In such a case, it is possible that such code could be distributed in 
the image under Squeak-L (possibly a more limited conjunctive license), 
or outside the image under a dual license with the understanding that 
once incorporated into the image, the code becomes Squeak-L (the more 
liberal disjunctive arm of the license is only for uses where the code 
is NOT used with squeak).  In many such cases, we may be able to 
distribute the code without problem.

This is a narrow hypothetical, and the devil is in the details.  For 
example, assume that to make it run in Squeak, you must first load the 
changeset, make "minor" modifications, and then extract the modified 
code for use with Squeak.  Could this code be extracted and dual 
licensed?  The devil is in the details.  The safest way would be to 
have the original unmodified code distributed by itself, together with 
a Squeak-L only changeset embodying the modifications.

Even this hypothetical is dramatically narrower than the more general 
circumstance under which SqF seems presently to be operating.

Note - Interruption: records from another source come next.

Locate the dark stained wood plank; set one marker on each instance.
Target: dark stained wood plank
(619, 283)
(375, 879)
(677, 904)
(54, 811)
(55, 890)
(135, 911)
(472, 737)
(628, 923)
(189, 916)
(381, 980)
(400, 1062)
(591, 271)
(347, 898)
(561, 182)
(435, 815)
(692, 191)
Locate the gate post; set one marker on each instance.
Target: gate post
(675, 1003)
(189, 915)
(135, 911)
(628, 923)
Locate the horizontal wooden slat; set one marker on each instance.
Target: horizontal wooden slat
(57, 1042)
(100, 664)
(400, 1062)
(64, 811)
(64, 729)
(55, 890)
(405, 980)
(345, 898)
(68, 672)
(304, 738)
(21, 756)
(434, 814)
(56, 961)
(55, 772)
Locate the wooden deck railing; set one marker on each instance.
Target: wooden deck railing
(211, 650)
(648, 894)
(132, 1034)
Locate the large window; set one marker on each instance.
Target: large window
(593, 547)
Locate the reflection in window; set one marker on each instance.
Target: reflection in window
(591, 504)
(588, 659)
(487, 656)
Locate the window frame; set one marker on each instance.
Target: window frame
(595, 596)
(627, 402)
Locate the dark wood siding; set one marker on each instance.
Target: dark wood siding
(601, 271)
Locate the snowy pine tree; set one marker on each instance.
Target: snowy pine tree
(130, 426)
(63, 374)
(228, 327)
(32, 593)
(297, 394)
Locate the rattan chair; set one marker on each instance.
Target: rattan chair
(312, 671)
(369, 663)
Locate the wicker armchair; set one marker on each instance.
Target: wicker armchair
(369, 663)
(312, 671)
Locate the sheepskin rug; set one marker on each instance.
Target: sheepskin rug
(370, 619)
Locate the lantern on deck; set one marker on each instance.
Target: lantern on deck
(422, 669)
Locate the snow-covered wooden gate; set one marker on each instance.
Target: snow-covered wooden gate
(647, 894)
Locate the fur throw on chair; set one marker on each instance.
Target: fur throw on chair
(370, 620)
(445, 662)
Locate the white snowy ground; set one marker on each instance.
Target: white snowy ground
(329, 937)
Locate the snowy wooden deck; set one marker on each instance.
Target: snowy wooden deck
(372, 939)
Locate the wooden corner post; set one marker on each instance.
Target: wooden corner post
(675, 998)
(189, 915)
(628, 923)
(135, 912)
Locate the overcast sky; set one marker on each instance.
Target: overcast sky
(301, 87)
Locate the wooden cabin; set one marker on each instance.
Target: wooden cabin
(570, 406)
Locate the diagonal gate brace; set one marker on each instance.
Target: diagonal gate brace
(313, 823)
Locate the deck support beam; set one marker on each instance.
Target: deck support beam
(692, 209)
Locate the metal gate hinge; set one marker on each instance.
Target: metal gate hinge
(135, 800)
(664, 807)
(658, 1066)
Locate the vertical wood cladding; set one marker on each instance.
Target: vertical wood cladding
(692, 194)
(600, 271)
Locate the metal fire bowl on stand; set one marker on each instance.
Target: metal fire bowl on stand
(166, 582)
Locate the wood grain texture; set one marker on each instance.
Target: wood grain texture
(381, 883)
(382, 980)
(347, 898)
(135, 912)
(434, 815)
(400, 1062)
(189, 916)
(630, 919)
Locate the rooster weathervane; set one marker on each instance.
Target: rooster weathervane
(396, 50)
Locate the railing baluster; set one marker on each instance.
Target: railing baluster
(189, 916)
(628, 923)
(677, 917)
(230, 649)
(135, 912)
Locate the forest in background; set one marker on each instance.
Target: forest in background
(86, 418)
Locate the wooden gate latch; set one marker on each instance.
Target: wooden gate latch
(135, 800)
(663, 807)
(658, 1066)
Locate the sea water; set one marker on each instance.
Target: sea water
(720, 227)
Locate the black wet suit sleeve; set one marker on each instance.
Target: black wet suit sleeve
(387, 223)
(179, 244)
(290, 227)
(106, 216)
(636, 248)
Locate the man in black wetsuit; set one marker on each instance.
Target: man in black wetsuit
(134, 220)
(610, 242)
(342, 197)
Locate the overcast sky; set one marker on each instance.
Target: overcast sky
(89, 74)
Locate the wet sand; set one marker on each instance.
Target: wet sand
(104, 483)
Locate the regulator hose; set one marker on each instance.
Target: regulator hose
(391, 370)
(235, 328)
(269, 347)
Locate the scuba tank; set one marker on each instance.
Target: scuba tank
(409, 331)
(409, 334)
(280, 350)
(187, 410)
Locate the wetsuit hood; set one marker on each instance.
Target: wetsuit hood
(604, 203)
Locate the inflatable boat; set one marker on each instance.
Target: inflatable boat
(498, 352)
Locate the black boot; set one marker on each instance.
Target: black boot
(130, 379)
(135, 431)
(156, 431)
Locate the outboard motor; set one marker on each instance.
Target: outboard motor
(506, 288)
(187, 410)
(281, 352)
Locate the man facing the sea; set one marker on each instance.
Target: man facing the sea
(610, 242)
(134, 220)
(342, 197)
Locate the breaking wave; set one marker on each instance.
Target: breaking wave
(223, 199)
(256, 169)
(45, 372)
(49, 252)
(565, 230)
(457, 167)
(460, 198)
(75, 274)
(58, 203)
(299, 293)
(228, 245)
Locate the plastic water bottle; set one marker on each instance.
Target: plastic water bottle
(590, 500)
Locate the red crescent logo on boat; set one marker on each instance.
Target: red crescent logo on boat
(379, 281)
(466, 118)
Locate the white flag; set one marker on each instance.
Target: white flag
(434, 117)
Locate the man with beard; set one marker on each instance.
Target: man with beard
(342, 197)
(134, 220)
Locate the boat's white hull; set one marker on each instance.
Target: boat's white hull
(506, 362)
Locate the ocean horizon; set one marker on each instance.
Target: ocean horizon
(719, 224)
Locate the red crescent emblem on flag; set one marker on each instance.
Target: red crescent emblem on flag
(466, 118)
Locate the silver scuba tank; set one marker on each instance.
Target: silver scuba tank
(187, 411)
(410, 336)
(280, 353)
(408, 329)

3. On my general inability to spend more time than I have with Squeak 
this month.

I am simply not able to offer more time than I have.  Notwithstanding 
the suggestion that I do not carefully enough read these threads, or 
that I somehow should spend more time more carefully detailing the 
bases for these conclusions, I still don't have more time than I have.  
Sorry, but that's the way it is when you have a 70 witness, 10 week 
trial (involving, by the way, FAR SIMPLER IP issues)  looming in your 
near future.

CONCLUSION

	Stop it.  Fix it.  Don't do it any more.  Please.